How to solve error "Missing `secret_key_base` for 'production' environment" (Rails 4.1)

I had the same problem and solved it by creating an environment variable to be loaded every time I logged in to the production server, and made a mini-guide of the steps to configure it:

I was using Rails 4.1 with Unicorn v4.8.2 and when I tried to deploy my application it didn't start properly and in the unicorn.log file I found this error message:

app error: Missing `secret_key_base` for 'production' environment, set this value in `config/secrets.yml` (RuntimeError)

After some research I found out that Rails 4.1 changed the way to manage the secret_key, so if you read the secrets.yml file located at exampleRailsProject/config/secrets.yml you'll find something like this:

# Do not keep production secrets in the repository,
# instead read values from the environment.
production:
  secret_key_base: <%= ENV["SECRET_KEY_BASE"] %>

This means that Rails recommends you to use an environment variable for the secret_key_base in your production server. In order to solve this error you should follow these steps to create an environment variable for Linux (in my case Ubuntu) in your production server:

  1. In the terminal of your production server execute:

    $ RAILS_ENV=production rake secret
    

    This returns a large string with letters and numbers. Copy that, which we will refer to that code as GENERATED_CODE.

  2. Login to your server

    • If you login as the root user, find this file and edit it:

      $ vi /etc/profile
      

      Go to the bottom of the file using Shift+G (capital "G") in vi.

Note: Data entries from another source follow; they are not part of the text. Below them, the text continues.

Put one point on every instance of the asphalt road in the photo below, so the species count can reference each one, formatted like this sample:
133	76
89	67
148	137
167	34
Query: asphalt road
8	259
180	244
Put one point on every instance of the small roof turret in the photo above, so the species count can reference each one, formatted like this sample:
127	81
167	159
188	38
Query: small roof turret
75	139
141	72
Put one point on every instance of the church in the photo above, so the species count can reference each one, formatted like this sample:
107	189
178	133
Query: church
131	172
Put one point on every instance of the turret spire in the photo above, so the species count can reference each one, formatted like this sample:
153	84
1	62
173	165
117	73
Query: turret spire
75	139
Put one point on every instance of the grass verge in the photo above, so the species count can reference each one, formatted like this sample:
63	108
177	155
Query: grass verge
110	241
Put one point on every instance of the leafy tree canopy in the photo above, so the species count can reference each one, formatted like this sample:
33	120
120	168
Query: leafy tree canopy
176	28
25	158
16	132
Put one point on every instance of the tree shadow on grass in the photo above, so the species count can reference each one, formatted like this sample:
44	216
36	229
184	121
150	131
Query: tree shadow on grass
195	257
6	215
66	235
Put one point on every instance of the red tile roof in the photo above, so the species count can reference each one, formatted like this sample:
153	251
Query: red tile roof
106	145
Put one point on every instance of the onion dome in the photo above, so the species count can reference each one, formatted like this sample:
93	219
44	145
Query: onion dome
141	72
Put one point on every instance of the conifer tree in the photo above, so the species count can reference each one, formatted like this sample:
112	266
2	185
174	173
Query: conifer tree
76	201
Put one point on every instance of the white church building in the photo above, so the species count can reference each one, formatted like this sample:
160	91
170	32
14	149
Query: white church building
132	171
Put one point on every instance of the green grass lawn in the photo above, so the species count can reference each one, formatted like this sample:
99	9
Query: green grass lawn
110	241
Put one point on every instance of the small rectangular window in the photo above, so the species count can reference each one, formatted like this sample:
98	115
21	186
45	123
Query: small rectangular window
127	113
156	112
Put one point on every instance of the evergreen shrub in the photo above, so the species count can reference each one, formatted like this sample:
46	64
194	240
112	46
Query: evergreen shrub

      Write your environment variable with the GENERATED_CODE, pressing i to insert in vi. Be sure to be in a new line at the end of the file:

      $ export SECRET_KEY_BASE=GENERATED_CODE
      

      Save the changes and close the file using Esc and then ":x" and Enter for save and exit in vi.

    • But if you login as normal user, let's call it "example_user" for this gist, you will need to find one of these other files:

      $ vi ~/.bash_profile
      $ vi ~/.bash_login
      $ vi ~/.profile
      

      These files are in order of importance, which means that if you have the first file, then you wouldn't need to edit the others. If you found these two files in your directory ~/.bash_profile and ~/.profile you only will have to write in the first one ~/.bash_profile, because Linux will read only this one and the other will be ignored.

      Then we go to the bottom of the file using Shift+G again and write the environment variable with our GENERATED_CODE using i again, and be sure add a new line at the end of the file:

      $ export SECRET_KEY_BASE=GENERATED_CODE
      

      Having written the code, save the changes and close the file using Esc again and ":x" and Enter to save and exit.

  3. You can verify that our environment variable is properly set in Linux with this command:

    $ printenv | grep SECRET_KEY_BASE
    

    or with:

    $ echo $SECRET_KEY_BASE
    

    When you execute this command, if everything went ok, it will show you the GENERATED_CODE from before. Finally with all the configuration done you should be able to deploy without problems your Rails application with Unicorn or some other tool.

When you close your shell and login again to the production server you will have this environment variable set and ready to use it.

And that's it! I hope this mini-guide helps you solve this error.

Disclaimer: I'm not a Linux or Rails guru, so if you find something wrong or any error I will be glad to fix it.


I'm going to assume that you do not have your secrets.yml checked into source control (ie. it's in the .gitignore file). Even if this isn't your situation, it's what many other people viewing this question have done because they have their code exposed on Github and don't want their secret key floating around.

If it's not in source control, Heroku doesn't know about it. So Rails is looking for Rails.application.secrets.secret_key_base and it hasn't been set because Rails sets it by checking the secrets.yml file which doesn't exist. The simple workaround is to go into your config/environments/production.rb file and add the following line:

Rails.application.configure do
    ...
    config.secret_key_base = ENV["SECRET_KEY_BASE"]
    ...
end

This tells your application to set the secret key using the environment variable instead of looking for it in secrets.yml. It would have saved me a lot of time to know this up front.


Add config/secrets.yml to version control and deploy again. You might need to remove a line from .gitignore so that you can commit the file.

I had this exact same issue and it just turned out that the boilerplate .gitignore Github created for my Rails application included config/secrets.yml.